OpenNRE is an open-source and extensible toolkit that provides a unified framework to implement relation extraction models. This package is designed for the following groups:

  • New to relation extraction: We have hand-by-hand tutorials and detailed documents that can not only enable you to use relation extraction tools, but also help you better understand the research progress in this field.
  • Developers: Our easy-to-use interface and high-performance implementation can acclerate your deployment in the real-world applications. Besides, we provide several pretrained models which can be put into production without any training.
  • Researchers: With our modular design, various task settings and metric tools, you can easily carry out experiments on your own models with only minor modification. We have also provided several most-used benchmarks for different settings of relation extraction.
  • Anyone who need to submit an NLP homework to impress their professors: With state-of-the-art models, our package can definitely help you stand out among your classmates!

This package is mainly contributed by Tianyu Gao, Xu Han, Shulian Cao, Lumin Tang, Yankai Lin, Zhiyuan Liu

What is Relation Extraction

Relation extraction is a natural language processing (NLP) task aiming at extracting relations (e.g., founder of) between entities (e.g., Bill Gates and Microsoft). For example, from the sentence Bill Gates founded Microsoft, we can extract the relation triple (Bill Gates, founder of, Microsoft).

Relation extraction is a crucial technique in automatic knowledge graph construction. By using relation extraction, we can accumulatively extract new relation facts and expand the knowledge graph, which, as a way for machines to understand the human world, has many downstream applications like question answering, recommender system and search engine.

How to Cite

A good research work is always accompanied by a thorough and faithful reference. If you use or extend our work, please cite the following paper:

@inproceedings{han-etal-2019-opennre,
    title = "{O}pen{NRE}: An Open and Extensible Toolkit for Neural Relation Extraction",
    author = "Han, Xu and Gao, Tianyu and Yao, Yuan and Ye, Deming and Liu, Zhiyuan and Sun, Maosong",
    booktitle = "Proceedings of EMNLP-IJCNLP: System Demonstrations",
    year = "2019",
    url = "https://www.aclweb.org/anthology/D19-3029",
    doi = "10.18653/v1/D19-3029",
    pages = "169--174"
}

It's our honor to help you better explore relation extraction with our OpenNRE toolkit!

Papers and Document

If you want to learn more about neural relation extraction, visit another project of ours (NREPapers).

You can refer to our document for more details about this project.

Install

Install as A Python Package

We are now working on deploy OpenNRE as a Python package.

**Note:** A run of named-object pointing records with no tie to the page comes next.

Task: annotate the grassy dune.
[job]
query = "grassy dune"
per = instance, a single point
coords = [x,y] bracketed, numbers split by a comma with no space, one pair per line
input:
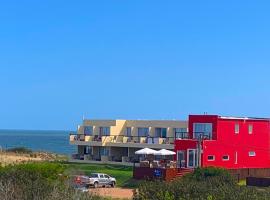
[122,174]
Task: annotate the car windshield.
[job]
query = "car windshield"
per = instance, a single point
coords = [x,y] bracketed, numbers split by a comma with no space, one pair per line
[93,176]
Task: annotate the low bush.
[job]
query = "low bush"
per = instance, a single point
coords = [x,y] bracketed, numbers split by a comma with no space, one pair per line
[38,181]
[22,150]
[206,183]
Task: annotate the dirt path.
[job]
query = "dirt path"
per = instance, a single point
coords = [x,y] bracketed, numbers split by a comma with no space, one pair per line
[113,192]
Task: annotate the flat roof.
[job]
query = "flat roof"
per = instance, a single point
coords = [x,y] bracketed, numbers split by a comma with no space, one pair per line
[243,118]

Coming soon!

Using Git Repository

Clone the repository from our github page (don't forget to star us!)

git clone https://github.com/thunlp/OpenNRE.git

If it is too slow, you can try

git clone https://github.com/thunlp/OpenNRE.git --depth 1

Then install all the requirements:

pip install -r requirements.txt

Then install the package with

python setup.py install 

If you also want to modify the code, run this:

python setup.py develop

Note that we have excluded all data and pretrain files for fast deployment. You can manually download them by running scripts in the benchmark and pretrain folders. For example, if you want to download FewRel dataset, you can run

bash benchmark/download_fewrel.sh

Easy Start

Add OpenNRE directory to the PYTHONPATH environment variable, or open a python session under the OpenNRE folder. Then import our package and load pre-trained models.

>>> import opennre
>>> model = opennre.get_model('wiki80_cnn_softmax')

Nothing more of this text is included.